Roberts, taking out his handkerchief and wiping his forehead: “Well, thank Heaven! we’re rid of him at last.”
Campbell: “I’m not so sure of that. He’ll probably miss the train. You may be sure Mrs. McIlheny is waiting for him outside of it, and then we shall have them both on our hands indefinitely. We shall have to explain and explain. Fiction has entirely failed us, and I feel that the truth is giving way under our feet. I’ll tell you what, Roberts!”

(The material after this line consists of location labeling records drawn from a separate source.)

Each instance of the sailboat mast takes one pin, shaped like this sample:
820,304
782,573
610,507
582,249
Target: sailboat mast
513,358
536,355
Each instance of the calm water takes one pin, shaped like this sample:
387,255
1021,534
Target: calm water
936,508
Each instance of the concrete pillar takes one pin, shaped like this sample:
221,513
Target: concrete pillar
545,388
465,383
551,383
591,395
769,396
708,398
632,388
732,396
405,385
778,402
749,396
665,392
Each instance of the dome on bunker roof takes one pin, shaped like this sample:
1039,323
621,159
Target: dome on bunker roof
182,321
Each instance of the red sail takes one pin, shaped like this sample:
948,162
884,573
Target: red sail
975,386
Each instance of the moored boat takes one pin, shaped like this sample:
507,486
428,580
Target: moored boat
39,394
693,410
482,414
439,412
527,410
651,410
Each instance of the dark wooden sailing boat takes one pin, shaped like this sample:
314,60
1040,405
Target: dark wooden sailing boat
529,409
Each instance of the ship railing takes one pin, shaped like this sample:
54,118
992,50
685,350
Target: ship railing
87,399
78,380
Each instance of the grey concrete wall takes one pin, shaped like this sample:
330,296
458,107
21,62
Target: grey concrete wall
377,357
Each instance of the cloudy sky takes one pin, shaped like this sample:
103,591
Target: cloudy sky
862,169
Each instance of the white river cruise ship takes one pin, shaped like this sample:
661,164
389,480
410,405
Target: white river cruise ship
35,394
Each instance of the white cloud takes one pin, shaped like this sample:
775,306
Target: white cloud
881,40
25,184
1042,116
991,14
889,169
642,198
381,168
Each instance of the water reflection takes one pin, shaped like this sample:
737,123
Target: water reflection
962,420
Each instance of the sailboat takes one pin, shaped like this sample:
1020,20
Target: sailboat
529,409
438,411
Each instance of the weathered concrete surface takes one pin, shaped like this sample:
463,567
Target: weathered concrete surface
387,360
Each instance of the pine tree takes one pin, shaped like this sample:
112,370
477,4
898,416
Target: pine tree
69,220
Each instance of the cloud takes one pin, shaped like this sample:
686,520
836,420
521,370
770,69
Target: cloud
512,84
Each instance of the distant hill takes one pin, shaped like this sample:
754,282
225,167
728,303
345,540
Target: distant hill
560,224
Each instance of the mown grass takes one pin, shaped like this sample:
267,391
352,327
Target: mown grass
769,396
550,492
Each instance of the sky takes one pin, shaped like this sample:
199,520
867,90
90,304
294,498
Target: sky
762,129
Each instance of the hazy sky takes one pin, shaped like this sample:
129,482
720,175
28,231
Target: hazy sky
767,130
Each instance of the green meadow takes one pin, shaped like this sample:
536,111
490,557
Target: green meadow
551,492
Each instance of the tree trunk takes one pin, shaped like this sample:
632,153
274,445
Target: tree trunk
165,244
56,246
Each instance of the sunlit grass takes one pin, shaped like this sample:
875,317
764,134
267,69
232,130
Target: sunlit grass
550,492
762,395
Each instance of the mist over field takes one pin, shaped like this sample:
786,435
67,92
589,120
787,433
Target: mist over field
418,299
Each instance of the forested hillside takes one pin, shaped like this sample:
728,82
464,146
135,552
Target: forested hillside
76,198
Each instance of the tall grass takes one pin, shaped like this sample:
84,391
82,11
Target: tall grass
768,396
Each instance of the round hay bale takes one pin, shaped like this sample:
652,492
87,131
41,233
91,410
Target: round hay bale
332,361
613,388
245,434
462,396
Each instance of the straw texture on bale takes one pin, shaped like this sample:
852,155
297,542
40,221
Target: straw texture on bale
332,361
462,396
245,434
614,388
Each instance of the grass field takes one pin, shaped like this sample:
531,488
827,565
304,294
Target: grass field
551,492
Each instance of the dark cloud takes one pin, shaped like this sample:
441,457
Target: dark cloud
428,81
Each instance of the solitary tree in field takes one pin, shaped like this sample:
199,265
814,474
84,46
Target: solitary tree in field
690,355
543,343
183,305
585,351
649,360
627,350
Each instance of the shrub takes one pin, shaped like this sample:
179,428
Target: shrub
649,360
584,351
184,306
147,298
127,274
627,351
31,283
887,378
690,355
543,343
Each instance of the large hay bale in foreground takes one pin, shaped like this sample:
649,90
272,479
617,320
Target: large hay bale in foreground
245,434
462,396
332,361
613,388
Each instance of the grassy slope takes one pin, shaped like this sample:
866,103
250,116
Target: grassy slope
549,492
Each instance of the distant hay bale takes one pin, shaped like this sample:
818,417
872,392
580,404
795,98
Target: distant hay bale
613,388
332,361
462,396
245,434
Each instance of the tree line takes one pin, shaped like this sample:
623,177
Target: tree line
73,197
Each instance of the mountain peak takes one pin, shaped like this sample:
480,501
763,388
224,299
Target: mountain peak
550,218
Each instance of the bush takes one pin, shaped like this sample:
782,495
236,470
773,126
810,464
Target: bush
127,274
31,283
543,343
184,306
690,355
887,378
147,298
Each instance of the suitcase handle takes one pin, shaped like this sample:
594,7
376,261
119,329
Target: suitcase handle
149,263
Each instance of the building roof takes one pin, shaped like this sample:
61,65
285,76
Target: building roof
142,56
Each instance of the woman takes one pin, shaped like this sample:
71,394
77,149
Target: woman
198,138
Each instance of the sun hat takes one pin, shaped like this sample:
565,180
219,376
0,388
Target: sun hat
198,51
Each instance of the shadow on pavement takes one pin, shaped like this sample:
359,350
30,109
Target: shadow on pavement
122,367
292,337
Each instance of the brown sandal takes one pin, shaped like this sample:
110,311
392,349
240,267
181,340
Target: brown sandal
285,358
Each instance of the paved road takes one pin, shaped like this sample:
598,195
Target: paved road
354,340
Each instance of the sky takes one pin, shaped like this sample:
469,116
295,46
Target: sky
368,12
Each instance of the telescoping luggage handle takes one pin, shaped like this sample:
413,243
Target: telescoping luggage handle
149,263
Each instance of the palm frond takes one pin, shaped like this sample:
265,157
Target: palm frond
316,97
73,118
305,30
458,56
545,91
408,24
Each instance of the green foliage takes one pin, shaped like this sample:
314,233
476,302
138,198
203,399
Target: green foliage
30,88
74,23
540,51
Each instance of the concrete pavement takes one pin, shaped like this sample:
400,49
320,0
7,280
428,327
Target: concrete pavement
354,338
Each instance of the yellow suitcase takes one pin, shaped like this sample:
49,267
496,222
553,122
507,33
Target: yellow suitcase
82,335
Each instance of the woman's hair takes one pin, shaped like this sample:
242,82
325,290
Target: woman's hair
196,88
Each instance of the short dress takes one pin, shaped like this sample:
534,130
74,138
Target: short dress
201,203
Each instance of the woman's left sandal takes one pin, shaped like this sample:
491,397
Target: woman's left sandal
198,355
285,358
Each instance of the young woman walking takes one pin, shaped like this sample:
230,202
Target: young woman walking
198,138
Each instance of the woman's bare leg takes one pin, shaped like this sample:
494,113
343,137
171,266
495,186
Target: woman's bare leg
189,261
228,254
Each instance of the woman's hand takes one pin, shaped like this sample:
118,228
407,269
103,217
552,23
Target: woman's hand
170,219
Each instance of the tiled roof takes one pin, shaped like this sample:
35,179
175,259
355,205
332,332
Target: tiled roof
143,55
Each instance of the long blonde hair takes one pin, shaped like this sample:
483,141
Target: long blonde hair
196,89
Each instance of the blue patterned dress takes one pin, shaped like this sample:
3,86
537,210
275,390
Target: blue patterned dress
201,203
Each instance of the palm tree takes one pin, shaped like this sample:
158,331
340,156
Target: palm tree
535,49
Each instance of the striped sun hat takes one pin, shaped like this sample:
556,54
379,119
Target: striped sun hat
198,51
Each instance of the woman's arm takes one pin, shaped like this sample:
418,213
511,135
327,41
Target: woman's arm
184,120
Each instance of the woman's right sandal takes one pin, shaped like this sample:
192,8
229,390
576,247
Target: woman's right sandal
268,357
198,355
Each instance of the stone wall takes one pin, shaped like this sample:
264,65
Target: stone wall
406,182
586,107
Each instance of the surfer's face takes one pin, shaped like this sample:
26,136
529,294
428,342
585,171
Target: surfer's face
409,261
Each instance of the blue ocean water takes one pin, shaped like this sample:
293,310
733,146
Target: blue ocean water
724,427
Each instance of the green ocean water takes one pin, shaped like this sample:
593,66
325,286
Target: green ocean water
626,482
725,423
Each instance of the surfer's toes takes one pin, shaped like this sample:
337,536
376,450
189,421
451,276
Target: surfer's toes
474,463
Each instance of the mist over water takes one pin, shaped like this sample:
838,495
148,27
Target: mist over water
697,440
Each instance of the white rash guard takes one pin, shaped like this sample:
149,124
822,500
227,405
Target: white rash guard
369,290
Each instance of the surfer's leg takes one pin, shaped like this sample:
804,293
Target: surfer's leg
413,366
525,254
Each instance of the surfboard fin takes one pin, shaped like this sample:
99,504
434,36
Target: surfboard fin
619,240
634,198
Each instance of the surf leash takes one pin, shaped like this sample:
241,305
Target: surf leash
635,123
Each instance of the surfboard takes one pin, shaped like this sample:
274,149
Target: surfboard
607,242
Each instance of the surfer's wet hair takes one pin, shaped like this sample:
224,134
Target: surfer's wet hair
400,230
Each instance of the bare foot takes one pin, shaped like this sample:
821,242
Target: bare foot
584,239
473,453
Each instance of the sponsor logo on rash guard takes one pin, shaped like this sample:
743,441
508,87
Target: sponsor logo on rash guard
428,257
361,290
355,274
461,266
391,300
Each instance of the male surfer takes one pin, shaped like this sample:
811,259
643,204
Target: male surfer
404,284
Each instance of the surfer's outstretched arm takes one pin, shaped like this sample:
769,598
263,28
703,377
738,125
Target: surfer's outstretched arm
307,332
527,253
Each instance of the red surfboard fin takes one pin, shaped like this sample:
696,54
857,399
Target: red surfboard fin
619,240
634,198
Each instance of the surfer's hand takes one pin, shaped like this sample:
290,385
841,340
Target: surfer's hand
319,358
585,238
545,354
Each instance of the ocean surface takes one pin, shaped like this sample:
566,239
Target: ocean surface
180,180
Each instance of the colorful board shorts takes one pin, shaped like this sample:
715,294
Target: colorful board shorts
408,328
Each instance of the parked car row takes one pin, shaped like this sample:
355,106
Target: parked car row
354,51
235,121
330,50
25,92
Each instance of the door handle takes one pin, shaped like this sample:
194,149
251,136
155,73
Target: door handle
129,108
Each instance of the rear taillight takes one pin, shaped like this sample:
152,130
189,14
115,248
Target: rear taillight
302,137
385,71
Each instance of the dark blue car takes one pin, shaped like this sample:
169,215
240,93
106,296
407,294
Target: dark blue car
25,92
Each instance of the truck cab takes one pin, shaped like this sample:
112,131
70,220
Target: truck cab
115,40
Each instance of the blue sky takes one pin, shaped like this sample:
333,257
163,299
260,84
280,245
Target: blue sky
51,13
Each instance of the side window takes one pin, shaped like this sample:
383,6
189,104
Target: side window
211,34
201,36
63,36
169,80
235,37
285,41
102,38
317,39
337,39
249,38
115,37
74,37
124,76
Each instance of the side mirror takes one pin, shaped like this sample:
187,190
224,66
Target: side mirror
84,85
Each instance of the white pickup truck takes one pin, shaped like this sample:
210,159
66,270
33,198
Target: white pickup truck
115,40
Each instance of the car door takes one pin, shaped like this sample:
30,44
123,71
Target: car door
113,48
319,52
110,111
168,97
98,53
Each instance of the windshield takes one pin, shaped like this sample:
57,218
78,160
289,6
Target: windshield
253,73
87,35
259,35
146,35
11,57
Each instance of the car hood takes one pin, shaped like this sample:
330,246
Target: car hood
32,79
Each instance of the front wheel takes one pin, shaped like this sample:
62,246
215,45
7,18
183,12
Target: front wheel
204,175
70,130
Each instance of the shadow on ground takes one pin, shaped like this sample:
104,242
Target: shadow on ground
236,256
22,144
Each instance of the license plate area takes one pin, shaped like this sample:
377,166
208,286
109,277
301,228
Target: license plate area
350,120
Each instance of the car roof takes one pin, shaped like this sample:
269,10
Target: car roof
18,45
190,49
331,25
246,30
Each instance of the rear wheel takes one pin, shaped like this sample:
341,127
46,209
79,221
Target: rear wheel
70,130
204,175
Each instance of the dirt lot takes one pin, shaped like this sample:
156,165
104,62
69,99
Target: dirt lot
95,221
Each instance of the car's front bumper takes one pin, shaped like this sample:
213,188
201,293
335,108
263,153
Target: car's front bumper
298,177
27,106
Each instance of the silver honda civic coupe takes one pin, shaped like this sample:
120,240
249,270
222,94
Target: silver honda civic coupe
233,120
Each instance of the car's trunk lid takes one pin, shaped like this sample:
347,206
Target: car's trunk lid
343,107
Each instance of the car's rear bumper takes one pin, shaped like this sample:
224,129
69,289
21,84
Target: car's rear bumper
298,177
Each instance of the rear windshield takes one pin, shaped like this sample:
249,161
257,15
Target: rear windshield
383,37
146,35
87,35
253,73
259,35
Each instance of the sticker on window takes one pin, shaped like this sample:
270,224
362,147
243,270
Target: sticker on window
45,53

Roberts, in despair: “What?”
Campbell: “Why, if McIlheny should happen to come back alone, we mustn’t wait for him to renew his invitation to drink; we must take him out ourselves, and get him drunk; so drunk he can’t remember anything; stone drunk; dead drunk. Or, that is, you must. I haven’t got anything to do with him. I wash my hands of the whole affair.”
Roberts: “You mustn’t, Willis! You know I can’t manage without you. And you know I can’t take the man out and get him drunk. I couldn’t. I shouldn’t feel that it was right.”
Campbell: “Yes, I know. You’d have to drink with him; and you’ve got no head at all. You’d probably get drunk first, and I don’t know what I should say to Agnes.”
Roberts: “That isn’t the point, Willis. I couldn’t ask the man to drink; I should consider it immoral. Besides, what should you do if the cook came while I was away? You wouldn’t know her.”
Campbell: “Well, neither would you, if you stayed.”
Roberts: “That’s true. There doesn’t seem to be any end of it, or any way out of it. I must just stay and bear it.”
Campbell: “Of course you must stay. And when McIlheny comes back, you’d better ask him out to look upon the wine when it is red.”
Roberts: “No; that’s impossible, quite. I shouldn’t mind the association—though it isn’t very pleasant; but to offer drink to a man already—Do you suppose it would do to ask him out for a glass of soda? Plain soda would be good for him. Or I could order claret in it, if the worst came to the worst.”
Campbell: “Claret! What Mr. McIlheny requires is forty-rod whiskey in a solution of sulphuric acid. You must take that, or fourth-proof brandy straight, with him.”
Roberts, miserably: “I couldn’t; you know I couldn’t.”
Campbell: “What are you going to do, then?”
Roberts: “I don’t know; I don’t know. I—I’ll give him in charge to a policeman.”
Campbell: “And make a scandal here?”
Roberts: “Of course it can’t be done!”
Campbell: “Of course it can’t. Give a councilman in charge? The policeman will be Irish too, and then what’ll you do? You’re more likely to be carried off yourself, when the facts are explained. They’ll have an ugly look in the police report.”
Roberts: “Oh, it can’t be done! Nothing can be done! I wish Agnes would come!”
The Colored Man who calls the Trains: “Cars ready for South Framingham, Whitneys, East Holliston, Holliston, Metcalf’s, Braggville, and Milford. Express to Framingham. Milford Branch. Track No. 3.”